The Tangla Hotel Tianjin
While it is certainly commendable, it remains to be seen whether Tangla will be the new Hilton: after all, building an internationally recognisable brand takes years, a lot of marketing dollars and above all, consistency of excellence. However, it is also worthwhile looking at the bigger picture, particularly where the luxury market is headed. Does China need a home grown luxury brand?

The first impulse answer would be: why not? Why leave the field of luxury travel, particularly in their own country, to big North American companies?

China, of course, has a lot of catching up to do. After being under an austere brand of Communist rule for the best part of the 20th Century, the switch to a firmly capitalist ideology has seen China's (just like Russia’s) population experience a dramatic shift from poor to middle class (and beyond) in just a few decades. The result is a socio-economic catch up, pursued by the middle class in particular with understandable vigor. Their long deprived craving for conspicuous consumption has manifested itself in equal shares in mushrooming luxury boutiques and a burgeoning counterfeiting culture. So with Chinese appetite for western luxury goods rampant, wouldn’t it be natural to add western luxury hotel brands to that list? The answer is yes, of course. A recent study by Digital Luxury Group puts Sheraton, Hilton and Shangri-La on top of a list of the most-searched luxury hotel brands by Chinese travelers from January to March 2012; rounding out the top 10 where InterContinental, Westin, Four Seasons, The Peninsula (a Hong Kong-founded brand), Kempinski, Nikko and Ritz Carlton.
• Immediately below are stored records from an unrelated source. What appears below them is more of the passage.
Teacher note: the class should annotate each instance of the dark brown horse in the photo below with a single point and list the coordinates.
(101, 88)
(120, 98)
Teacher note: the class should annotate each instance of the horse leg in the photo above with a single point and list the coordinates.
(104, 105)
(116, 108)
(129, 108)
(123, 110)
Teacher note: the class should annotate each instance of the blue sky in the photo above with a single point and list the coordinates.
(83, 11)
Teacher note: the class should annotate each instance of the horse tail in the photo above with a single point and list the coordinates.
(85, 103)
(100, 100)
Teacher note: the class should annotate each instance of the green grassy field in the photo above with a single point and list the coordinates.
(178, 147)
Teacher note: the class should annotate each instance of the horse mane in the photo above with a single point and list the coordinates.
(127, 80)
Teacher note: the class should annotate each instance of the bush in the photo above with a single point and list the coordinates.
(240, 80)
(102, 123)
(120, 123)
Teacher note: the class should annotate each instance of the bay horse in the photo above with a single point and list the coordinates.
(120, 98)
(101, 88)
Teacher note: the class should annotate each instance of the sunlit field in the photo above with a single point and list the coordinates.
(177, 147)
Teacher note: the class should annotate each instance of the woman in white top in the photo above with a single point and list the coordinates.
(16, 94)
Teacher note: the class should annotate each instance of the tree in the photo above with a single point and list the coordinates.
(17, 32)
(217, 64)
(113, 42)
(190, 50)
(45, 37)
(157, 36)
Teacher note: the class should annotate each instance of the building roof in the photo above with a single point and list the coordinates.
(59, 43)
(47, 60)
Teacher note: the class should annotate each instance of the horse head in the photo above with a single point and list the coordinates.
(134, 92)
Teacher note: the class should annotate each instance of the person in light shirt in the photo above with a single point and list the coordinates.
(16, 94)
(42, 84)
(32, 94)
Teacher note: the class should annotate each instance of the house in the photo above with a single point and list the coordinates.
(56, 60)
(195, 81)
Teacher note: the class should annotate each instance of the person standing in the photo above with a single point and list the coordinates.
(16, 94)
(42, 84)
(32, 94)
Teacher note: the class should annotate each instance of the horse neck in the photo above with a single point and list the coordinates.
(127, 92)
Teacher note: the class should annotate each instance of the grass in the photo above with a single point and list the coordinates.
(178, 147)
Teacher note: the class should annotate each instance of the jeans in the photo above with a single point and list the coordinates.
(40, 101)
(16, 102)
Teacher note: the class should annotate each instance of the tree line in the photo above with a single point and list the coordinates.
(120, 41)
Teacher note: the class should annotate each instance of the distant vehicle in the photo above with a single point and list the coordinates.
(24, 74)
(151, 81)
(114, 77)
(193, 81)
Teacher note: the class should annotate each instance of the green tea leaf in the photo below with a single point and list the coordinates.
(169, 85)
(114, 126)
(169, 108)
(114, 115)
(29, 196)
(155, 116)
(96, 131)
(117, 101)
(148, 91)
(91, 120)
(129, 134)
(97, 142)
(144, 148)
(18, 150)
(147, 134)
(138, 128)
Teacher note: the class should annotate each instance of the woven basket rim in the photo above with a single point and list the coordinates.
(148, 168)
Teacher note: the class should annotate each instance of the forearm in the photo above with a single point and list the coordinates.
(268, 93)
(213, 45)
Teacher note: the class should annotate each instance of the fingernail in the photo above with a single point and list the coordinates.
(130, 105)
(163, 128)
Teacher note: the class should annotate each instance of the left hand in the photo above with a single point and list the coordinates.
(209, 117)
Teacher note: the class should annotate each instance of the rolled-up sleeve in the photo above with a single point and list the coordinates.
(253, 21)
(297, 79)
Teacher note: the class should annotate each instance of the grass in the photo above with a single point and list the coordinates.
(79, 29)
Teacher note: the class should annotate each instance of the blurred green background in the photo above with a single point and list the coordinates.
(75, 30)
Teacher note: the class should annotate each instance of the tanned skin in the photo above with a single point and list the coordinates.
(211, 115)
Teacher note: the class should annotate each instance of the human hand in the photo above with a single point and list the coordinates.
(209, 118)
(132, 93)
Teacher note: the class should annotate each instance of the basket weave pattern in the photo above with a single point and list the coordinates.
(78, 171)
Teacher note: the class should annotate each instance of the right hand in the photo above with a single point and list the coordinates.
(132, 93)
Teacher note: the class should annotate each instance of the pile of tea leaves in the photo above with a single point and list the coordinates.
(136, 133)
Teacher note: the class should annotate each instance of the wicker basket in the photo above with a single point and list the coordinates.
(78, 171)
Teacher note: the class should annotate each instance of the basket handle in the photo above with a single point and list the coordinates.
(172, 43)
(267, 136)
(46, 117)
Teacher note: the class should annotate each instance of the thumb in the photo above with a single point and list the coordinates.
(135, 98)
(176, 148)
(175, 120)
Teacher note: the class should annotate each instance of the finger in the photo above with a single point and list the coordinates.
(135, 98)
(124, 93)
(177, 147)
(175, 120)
With not a Chinese brand in sight, it suggests that home-grown luxury brands are facing an uphill battle to gain traction and be able to claim an equal standing with their long established overseas peers. 

Image courtesy of MO Luxury
The Boston Consulting Group provides an interesting twist to this with a recent study on the state of the global luxury market. The study found that while the sentiment is shifting from owning luxury to experiencing it, Russian and Chinese tourists are still much more inclined towards product luxury than some of the more mature markets, which have retreated to a ‘lux-redux’ since the financial crisis took hold. Hotels are, of course, the ultimate luxury experience, but signs are that Chinese travelers may switch from buying to experiencing luxury sooner rather than later.

In line with the stalling property and construction market, which has been fueled and underpinned by the Chinese economy for decades, falling corporate profits and foreign direct investment and even official GDP numbers (see a great article on this here) have dampened the Chinese appetite for luxury goods. In fact, many foreign brands in China are already feeling the pinch of overexposure.

Will these trends jolt Chinese into a more experientially focused ‘lux-redux’ mode as it has affluent people elsewhere in the world? Common sense would suggest so, at least if there is no upswing in the short to medium term.

This may be soothing news for hotels actually: a study on Consumer Buying Behaviour in the Recession suggests that as a consequence of a recession people tend to be partial to treating themselves. However, the same study also found that one of the main consequences of a recession is that consumers from all countries and all social classes are unafraid to change their traditional brand preferences.

This should be music to the ears for the Tangla Hotel and other home grown brands in this space as it may present an opportunity for them to truly break into the luxury market at home.